The mother of a 14-year-old boy who was struck and killed by a bus outside his school has remembered their final weekend together, a birthday celebration that haunted her to this day.
The woman, who cannot be named for legal reasons, recalled making her youngest son dance with her during the weekend's events.
"I can hear him, see him, almost touch him," she told Sydney's Campbelltown District Court on Tuesday.
In the teenager's final days, his mother told him he needed to be nicer to his teachers because he only needed one more merit award to get to the next level.
A revelation when she received his school diary the day after he died would stay with her forever.
"I will never forget the pain of opening it and seeing in the front sleeve a merit certificate for history," the mother said.
"He received it a few hours before being killed."
Eighteen months after the 14-year-old's death, she said she still goes into his room to look at the award.
The woman's victim impact statement was one of three shared by family members at a sentencing hearing for the bus driver, Penina Lopesi.
The now-56-year-old was arrested in February 2023 after the fatal accident near Macarthur Anglican School in Cobbitty, southwest of Sydney.
Lopesi later pleaded guilty to a charge of dangerous driving occasioning death.

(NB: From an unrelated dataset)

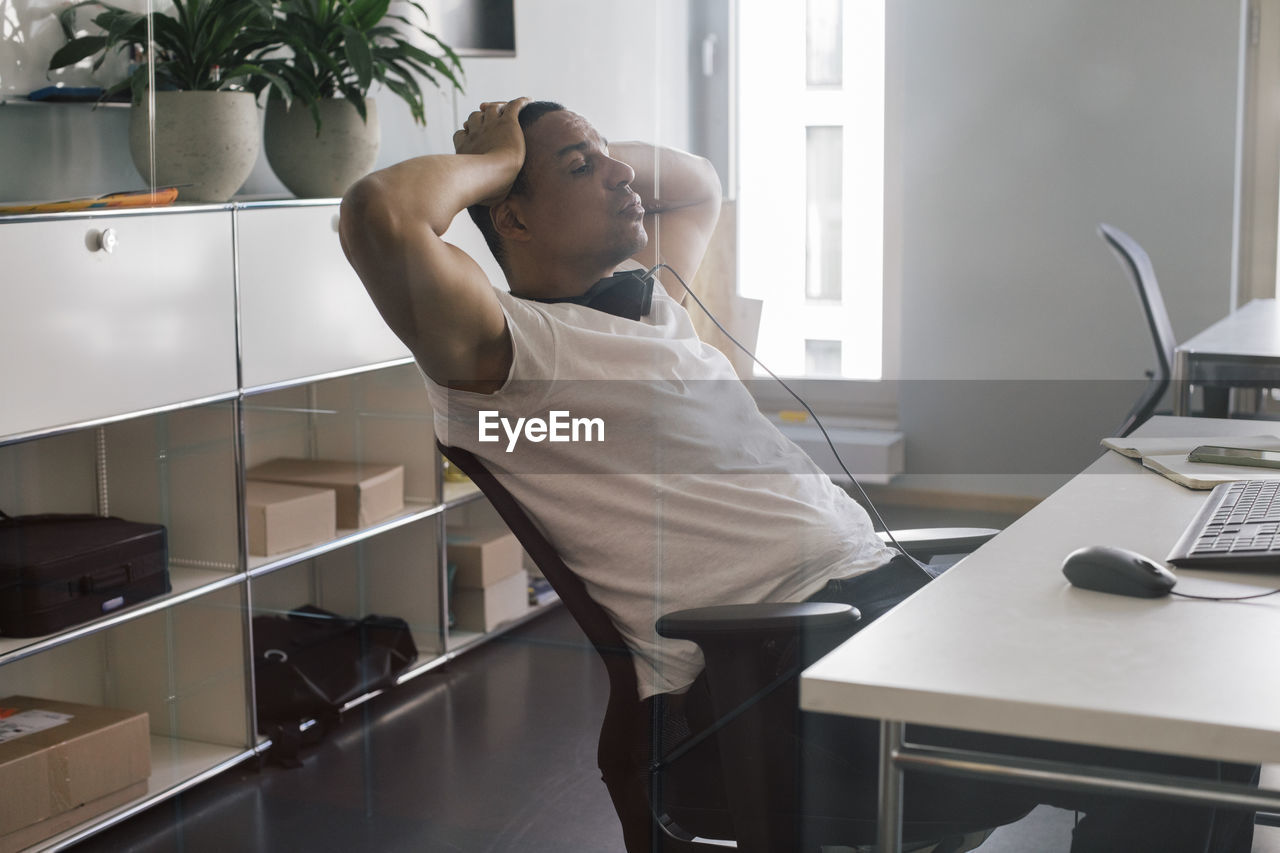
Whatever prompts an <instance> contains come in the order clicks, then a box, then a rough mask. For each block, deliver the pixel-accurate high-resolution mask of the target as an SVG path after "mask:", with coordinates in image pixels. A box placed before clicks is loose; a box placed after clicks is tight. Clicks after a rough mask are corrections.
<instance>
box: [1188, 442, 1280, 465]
mask: <svg viewBox="0 0 1280 853" xmlns="http://www.w3.org/2000/svg"><path fill="white" fill-rule="evenodd" d="M1187 461H1188V462H1213V464H1216V465H1248V466H1251V467H1280V451H1263V450H1251V448H1247V447H1219V446H1216V444H1201V446H1199V447H1197V448H1196V450H1193V451H1192V452H1190V453H1188V455H1187Z"/></svg>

The brother of the dead teen was able to jump out of the way of the incoming bus as it mounted the kerb, witnessing his sibling's fatal injuries.
The teenager was taken to Liverpool Hospital before he was declared dead.
Video footage was played in court, showing students boarding the bus before it took off and appeared to narrowly miss a tree when mounting a kerb.
The bus then slowed to a halt and Lopesi could be seen looking around as students left the bus in a panic and a crowd gathered.
She then started violently shaking her head and body in the driver's seat.
The mother later arrived on the scene to find one son "all hunched over like he has a heavy backpack on his back" and the other breathing his last breaths.
"I can see he's dying the way his little eyes are staring at the sky," she told the court.
Lopesi spent one night in custody before being let out on bail under the condition she did not drive.
Along with the charge of dangerous driving occasioning death, she also faces a charge of failing to provide her particulars to police.
The dangerous driving charge carries a maximum 10-year prison term.